Wobei die Sache mit der Kreativität speziell ist. Will man es freundlich ausdrücken, könnte man sagen, dass Wedel dem deutschen Fernsehen seine Provinzialität austreiben wollte, indem er sich großzügig bei den Vorlagen in Hollywood bediente.
Manche Dialoge und Szenen waren von Woody Allen und Francis Ford Coppola übernommen. In einem Plagiatsprozess gestand Wedel, Ideen anderer übernommen zu haben, fand die Aufregung darüber jedoch übertrieben.
Alexander Schuller: "Besprechungen liefen stets nach einem Muster"
Über die Arbeitsprozesse Wedels kann der Hamburger Autor Alexander Schuller, der an den Drehbüchern von zwei Folgen für den „König von St. Pauli“ mitschrieb, manches sagen. „Besprechungen liefen stets nach einem Muster ab“, erinnert sich Schuller.
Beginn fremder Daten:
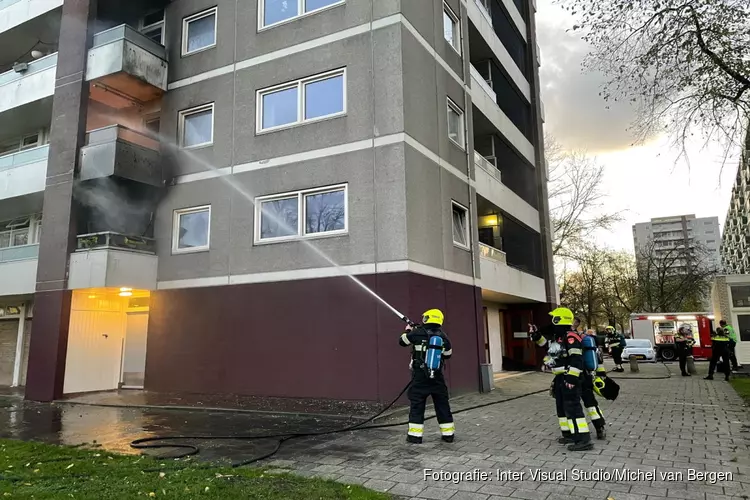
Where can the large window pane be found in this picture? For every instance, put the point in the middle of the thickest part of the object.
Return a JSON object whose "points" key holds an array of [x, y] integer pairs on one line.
{"points": [[459, 225], [279, 218], [449, 29], [325, 212], [279, 10], [280, 108], [198, 128], [201, 33], [311, 5], [324, 97], [193, 230]]}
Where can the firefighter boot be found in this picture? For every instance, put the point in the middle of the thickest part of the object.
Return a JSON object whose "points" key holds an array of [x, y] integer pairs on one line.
{"points": [[601, 433]]}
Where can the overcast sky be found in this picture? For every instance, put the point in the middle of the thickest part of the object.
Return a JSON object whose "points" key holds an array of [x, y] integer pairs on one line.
{"points": [[643, 181]]}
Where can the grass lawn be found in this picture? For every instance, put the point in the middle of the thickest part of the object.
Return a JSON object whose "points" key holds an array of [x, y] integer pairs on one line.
{"points": [[742, 386], [41, 471]]}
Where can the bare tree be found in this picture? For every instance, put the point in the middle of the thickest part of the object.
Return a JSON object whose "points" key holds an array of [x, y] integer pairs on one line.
{"points": [[575, 197], [683, 63]]}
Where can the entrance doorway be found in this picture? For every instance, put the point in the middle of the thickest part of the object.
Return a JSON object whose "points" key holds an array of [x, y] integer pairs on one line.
{"points": [[134, 351]]}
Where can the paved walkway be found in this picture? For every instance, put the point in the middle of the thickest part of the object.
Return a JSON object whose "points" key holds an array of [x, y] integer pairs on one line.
{"points": [[676, 426]]}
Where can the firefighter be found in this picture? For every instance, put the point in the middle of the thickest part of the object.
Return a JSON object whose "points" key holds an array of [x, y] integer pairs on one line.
{"points": [[426, 381], [615, 342], [684, 342], [565, 358], [719, 349], [590, 403], [732, 343]]}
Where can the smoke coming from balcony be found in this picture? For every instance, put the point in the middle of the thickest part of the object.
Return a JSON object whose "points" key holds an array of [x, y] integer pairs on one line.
{"points": [[117, 205]]}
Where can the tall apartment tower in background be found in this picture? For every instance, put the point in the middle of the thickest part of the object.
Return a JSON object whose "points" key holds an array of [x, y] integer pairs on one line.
{"points": [[661, 236], [182, 156], [735, 247]]}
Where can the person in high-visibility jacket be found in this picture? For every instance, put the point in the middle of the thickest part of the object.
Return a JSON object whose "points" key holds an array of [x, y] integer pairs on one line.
{"points": [[565, 358], [683, 342], [732, 343], [426, 382], [719, 350]]}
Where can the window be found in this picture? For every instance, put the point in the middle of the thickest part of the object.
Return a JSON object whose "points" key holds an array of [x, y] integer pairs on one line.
{"points": [[196, 126], [192, 229], [460, 228], [455, 123], [199, 32], [302, 101], [299, 214], [278, 11], [152, 26], [451, 28], [15, 232]]}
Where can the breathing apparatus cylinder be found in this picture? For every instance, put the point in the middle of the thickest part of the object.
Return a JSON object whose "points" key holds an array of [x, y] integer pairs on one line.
{"points": [[434, 354], [589, 353]]}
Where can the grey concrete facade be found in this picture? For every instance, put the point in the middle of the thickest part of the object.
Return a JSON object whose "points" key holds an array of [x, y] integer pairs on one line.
{"points": [[390, 148]]}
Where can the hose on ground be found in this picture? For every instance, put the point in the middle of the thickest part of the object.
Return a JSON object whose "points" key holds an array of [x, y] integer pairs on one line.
{"points": [[156, 442]]}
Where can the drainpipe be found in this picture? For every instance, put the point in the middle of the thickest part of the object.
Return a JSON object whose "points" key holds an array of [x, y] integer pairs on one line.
{"points": [[19, 347]]}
„Dieter Wedel, den ich privat immer nur Seidenhemden tragen sah, thronte so ein bisschen in seinem gediegenen, fast schon plüschig eingerichteten Wohnzimmer in einem Sessel.
Seine Frau Uschi Wolters servierte geschwind Kaffee, kaum dass man Platz genommen hatte. Und er begann sogleich nach dem ersten Schluck inhaltlich ins jeweilige Thema einzusteigen. Dabei kraulte er unentwegt seinen goldbraunen Pudel, den er auf dem Schoß hatte.“
Wedels Idee hinter dem „König von St. Pauli“ sei eine Art „hanseatischer Western“ gewesen – die epische Geschichte eines Duells zweier St.-Pauli-Größen um den Nachtclub „Blaue Banane“.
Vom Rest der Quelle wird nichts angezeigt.